### Integrated Systems Architectures

# Lab 1: design and implementation of a digital filter General description



## 1 Reference model development

Design a digital filter with a cut-off frequency of 2 kHz. Set the sampling frequency to 10 kHz. The filter you have to design can be either a Finite Impulse Response (FIR) or Infinite Impulse Response (IIR) filter depending on your group number, through parameter p, which is defined as follows: if the group number is even then p=1 and you have to design an FIR filter; otherwise p=0 and you have to design an IIR filter.
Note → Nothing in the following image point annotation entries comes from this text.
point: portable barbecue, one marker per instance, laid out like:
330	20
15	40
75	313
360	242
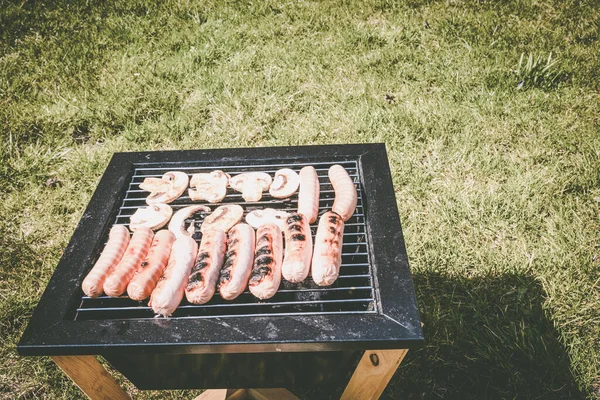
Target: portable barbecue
297	339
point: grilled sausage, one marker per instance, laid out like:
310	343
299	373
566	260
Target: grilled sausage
116	282
298	248
151	269
266	272
235	273
345	192
118	239
170	287
308	197
327	256
202	281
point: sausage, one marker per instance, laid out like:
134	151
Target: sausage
266	272
118	239
235	273
170	287
308	197
202	281
116	282
151	269
327	256
298	248
345	192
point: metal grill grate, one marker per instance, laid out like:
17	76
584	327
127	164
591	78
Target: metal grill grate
353	292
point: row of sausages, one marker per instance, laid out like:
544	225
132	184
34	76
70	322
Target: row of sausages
165	266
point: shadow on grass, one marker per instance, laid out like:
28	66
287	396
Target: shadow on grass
484	338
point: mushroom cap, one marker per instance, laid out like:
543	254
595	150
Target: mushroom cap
211	187
257	218
155	216
251	184
285	184
172	186
223	218
177	222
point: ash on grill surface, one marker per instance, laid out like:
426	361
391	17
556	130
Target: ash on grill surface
352	293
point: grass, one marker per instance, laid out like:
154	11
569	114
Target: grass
489	110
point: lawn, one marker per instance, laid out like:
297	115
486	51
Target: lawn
490	111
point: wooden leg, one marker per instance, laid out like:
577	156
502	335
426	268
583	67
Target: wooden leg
91	377
371	376
222	394
271	394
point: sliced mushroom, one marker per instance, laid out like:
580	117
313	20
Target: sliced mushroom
166	189
257	218
285	184
210	187
223	218
155	185
251	184
178	221
155	216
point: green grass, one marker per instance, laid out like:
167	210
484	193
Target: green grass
489	110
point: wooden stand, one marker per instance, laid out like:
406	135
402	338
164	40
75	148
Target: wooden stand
371	376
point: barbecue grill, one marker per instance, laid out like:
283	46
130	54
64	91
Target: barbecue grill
297	339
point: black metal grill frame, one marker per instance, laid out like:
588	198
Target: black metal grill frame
392	321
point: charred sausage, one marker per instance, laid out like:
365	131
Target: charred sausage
118	239
202	281
345	192
152	268
170	287
266	272
235	273
118	279
298	248
308	197
327	256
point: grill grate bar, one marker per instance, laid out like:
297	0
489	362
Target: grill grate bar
263	167
353	292
270	304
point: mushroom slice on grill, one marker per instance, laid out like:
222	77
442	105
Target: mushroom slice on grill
166	189
251	184
178	221
257	218
223	218
155	216
285	184
211	187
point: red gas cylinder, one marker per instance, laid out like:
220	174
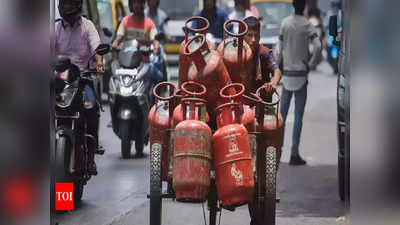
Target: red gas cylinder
188	89
232	159
160	121
184	61
236	53
272	122
208	69
245	112
192	153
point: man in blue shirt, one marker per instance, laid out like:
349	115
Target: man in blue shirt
215	16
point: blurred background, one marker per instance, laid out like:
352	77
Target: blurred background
373	97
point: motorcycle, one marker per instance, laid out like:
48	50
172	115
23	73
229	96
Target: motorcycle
72	152
332	51
129	96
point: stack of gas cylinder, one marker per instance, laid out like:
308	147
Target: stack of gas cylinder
209	122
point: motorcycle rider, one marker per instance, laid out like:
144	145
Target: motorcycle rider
159	17
265	70
156	14
141	28
77	38
216	16
138	26
263	65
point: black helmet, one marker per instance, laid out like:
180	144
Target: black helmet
131	3
74	10
131	55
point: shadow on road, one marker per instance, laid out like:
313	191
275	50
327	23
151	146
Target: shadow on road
309	191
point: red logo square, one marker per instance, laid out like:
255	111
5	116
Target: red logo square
64	196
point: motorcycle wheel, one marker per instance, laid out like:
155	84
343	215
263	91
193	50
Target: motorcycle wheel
270	192
62	144
125	140
155	184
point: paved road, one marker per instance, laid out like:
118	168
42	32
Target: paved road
308	194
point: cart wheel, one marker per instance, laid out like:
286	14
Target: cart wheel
212	203
270	194
155	184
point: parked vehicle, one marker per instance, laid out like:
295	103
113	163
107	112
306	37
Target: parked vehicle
316	21
341	37
272	12
111	12
129	96
72	140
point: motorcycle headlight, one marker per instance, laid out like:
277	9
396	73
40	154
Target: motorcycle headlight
126	90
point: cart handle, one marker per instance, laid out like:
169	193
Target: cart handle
228	88
198	89
199	20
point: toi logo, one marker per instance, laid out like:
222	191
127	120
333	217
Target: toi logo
64	196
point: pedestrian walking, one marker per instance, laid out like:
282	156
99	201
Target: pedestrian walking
296	34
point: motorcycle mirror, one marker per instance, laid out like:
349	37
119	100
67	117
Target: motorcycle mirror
160	36
107	32
102	49
333	26
61	63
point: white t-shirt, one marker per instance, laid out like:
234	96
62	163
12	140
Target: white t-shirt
239	15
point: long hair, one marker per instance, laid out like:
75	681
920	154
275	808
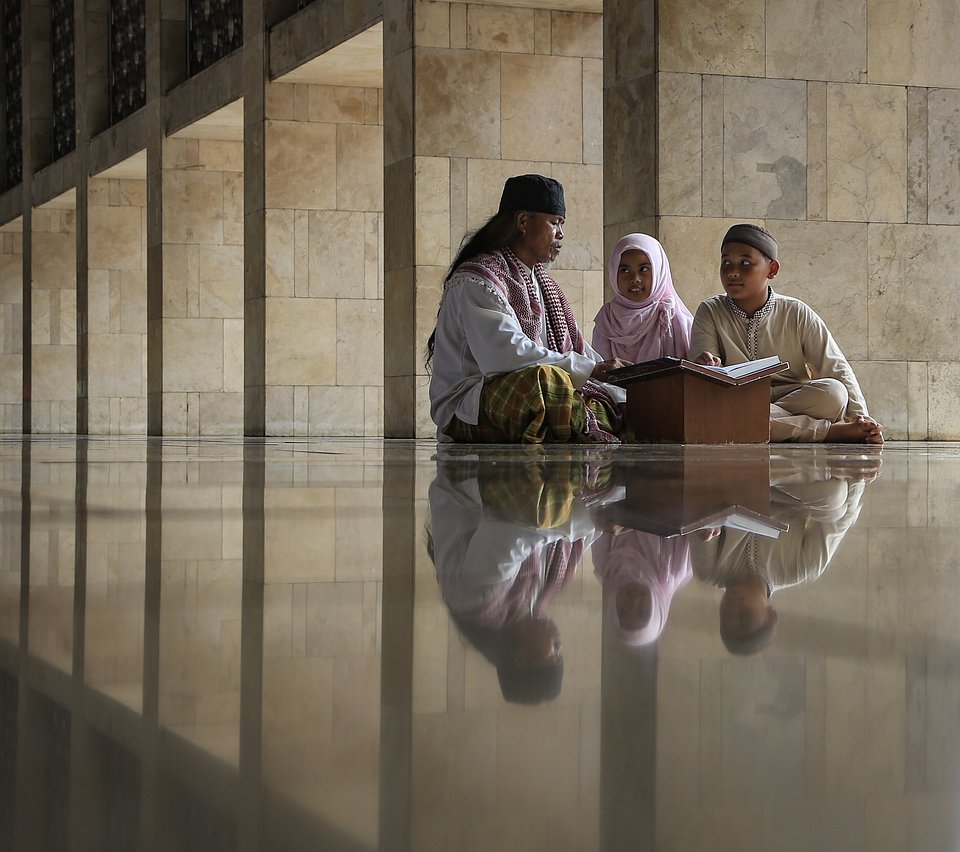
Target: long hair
499	231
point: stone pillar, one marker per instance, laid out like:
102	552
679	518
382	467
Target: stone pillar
11	327
54	320
534	83
117	306
203	303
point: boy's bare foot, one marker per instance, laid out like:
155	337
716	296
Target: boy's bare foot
863	430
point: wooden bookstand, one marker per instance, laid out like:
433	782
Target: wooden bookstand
684	403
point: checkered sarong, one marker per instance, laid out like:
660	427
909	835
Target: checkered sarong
537	405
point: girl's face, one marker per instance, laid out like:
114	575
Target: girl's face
635	275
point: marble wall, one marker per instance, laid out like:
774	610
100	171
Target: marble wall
534	78
11	327
837	131
117	299
202	287
54	321
324	272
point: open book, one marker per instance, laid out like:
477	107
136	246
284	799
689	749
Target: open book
731	374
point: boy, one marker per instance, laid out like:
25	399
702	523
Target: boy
818	398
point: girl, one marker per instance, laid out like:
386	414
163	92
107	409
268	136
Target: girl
646	318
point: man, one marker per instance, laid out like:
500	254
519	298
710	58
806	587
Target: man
509	363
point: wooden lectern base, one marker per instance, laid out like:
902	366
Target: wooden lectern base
683	407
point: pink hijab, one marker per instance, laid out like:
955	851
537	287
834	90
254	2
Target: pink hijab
633	556
640	331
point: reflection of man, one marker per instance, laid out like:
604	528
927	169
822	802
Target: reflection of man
505	539
819	498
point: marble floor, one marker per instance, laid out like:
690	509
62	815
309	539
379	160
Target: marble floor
375	645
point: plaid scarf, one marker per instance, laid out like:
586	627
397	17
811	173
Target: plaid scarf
504	272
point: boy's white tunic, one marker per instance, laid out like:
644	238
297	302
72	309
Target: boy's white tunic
479	336
786	327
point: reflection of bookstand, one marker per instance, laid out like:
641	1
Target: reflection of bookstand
693	485
680	402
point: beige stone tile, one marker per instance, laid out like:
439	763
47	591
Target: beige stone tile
458	26
218	155
885	386
944	157
98	191
432	210
192	355
826	265
296	150
54	373
712	37
233	197
180	274
830	44
866	153
11	379
359	324
233	355
133	193
764	145
577	34
630	41
912	43
373	412
816	151
499	29
918	400
447	124
902	327
221	281
220	414
114	238
593	111
192	207
360	167
334	618
133	301
337	244
301	342
280	253
918	127
558	119
336	411
115	367
679	144
339	104
943	401
297	700
432	24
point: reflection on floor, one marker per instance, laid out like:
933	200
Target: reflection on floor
286	645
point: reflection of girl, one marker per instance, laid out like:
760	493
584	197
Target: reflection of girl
641	573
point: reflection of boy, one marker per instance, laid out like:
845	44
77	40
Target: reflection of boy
818	398
820	505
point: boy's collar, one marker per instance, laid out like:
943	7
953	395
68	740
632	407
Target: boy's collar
760	314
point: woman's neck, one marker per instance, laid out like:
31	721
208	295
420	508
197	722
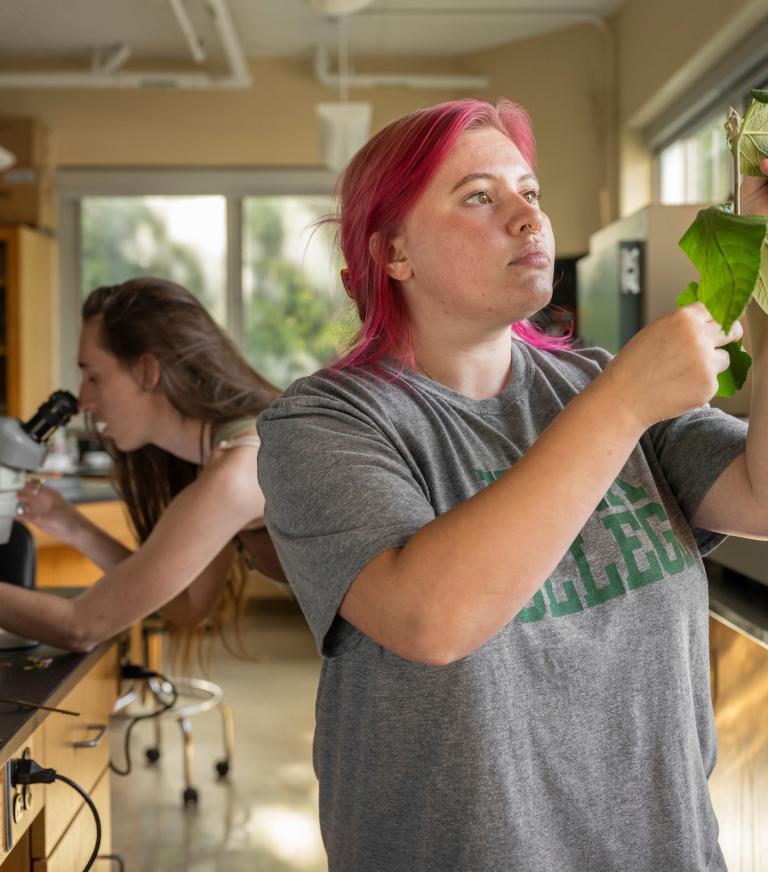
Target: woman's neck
186	438
476	369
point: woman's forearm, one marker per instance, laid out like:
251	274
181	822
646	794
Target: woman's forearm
96	544
42	616
757	435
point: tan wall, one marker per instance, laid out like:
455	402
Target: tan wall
663	49
564	80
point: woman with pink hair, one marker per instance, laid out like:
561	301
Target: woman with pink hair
496	537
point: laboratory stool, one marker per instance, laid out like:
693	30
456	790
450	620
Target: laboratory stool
195	696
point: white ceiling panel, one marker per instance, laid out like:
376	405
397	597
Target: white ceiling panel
70	30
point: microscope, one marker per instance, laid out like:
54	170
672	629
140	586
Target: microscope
23	447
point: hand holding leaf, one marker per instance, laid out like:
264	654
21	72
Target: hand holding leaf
730	249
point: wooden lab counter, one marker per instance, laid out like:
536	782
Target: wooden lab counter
738	639
48	827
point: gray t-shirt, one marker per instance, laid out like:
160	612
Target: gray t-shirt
580	737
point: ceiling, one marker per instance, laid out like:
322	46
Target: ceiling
69	31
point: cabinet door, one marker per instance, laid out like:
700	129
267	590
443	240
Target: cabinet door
64	749
77	843
739	783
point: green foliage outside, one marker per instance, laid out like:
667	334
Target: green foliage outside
123	238
296	319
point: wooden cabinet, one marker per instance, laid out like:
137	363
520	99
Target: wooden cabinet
56	830
29	334
739	784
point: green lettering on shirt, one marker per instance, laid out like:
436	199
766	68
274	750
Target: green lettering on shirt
672	564
567	606
485	475
634	494
628	544
594	594
535	612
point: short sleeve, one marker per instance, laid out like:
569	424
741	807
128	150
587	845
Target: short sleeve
693	450
337	494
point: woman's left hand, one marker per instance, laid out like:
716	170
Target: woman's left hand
754	192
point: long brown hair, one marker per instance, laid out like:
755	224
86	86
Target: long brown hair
203	375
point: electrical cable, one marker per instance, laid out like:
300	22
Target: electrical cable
129	670
27	771
97	819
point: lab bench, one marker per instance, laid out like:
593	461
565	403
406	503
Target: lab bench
738	641
49	828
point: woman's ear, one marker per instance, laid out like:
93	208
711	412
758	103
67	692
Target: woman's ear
398	265
147	371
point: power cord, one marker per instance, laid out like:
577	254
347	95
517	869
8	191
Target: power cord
26	771
131	670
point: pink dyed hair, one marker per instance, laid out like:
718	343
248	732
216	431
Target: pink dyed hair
377	190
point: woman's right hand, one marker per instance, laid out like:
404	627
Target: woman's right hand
671	365
48	510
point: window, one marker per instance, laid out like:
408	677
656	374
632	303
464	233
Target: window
697	168
179	238
293	305
250	245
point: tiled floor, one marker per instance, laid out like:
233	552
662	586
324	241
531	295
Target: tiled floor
264	817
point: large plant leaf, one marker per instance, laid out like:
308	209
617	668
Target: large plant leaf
753	136
689	295
733	378
761	286
726	249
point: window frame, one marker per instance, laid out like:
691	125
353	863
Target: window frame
235	185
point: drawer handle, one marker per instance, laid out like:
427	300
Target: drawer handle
101	729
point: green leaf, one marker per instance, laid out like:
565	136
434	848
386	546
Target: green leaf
733	378
689	295
761	286
726	249
753	137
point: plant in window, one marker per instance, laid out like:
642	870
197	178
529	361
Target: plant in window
729	249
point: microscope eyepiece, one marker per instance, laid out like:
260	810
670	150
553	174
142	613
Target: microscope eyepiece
53	413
# 1.1 Filter design and coefficient quantization using Matlab/Octave

You can use the *fir1* or *butter* functions available in Matlab or Octave to design the FIR or IIR filter respectively. Please note that Octave is an open source project and that Matlab is available for free for Polito students, check the page "MathWorks - Total Academic Headcount" on:

#### https://www.areait.polito.it.

On Portale della didattica you can download an example showing you the use of both the fir1 and butter functions (myfir\_design.m and myiir\_design.m). These files require two parameters: i) the order of the filter, ii) the number of bits to represent the coefficients.

To set these two parameters use the following algorithm.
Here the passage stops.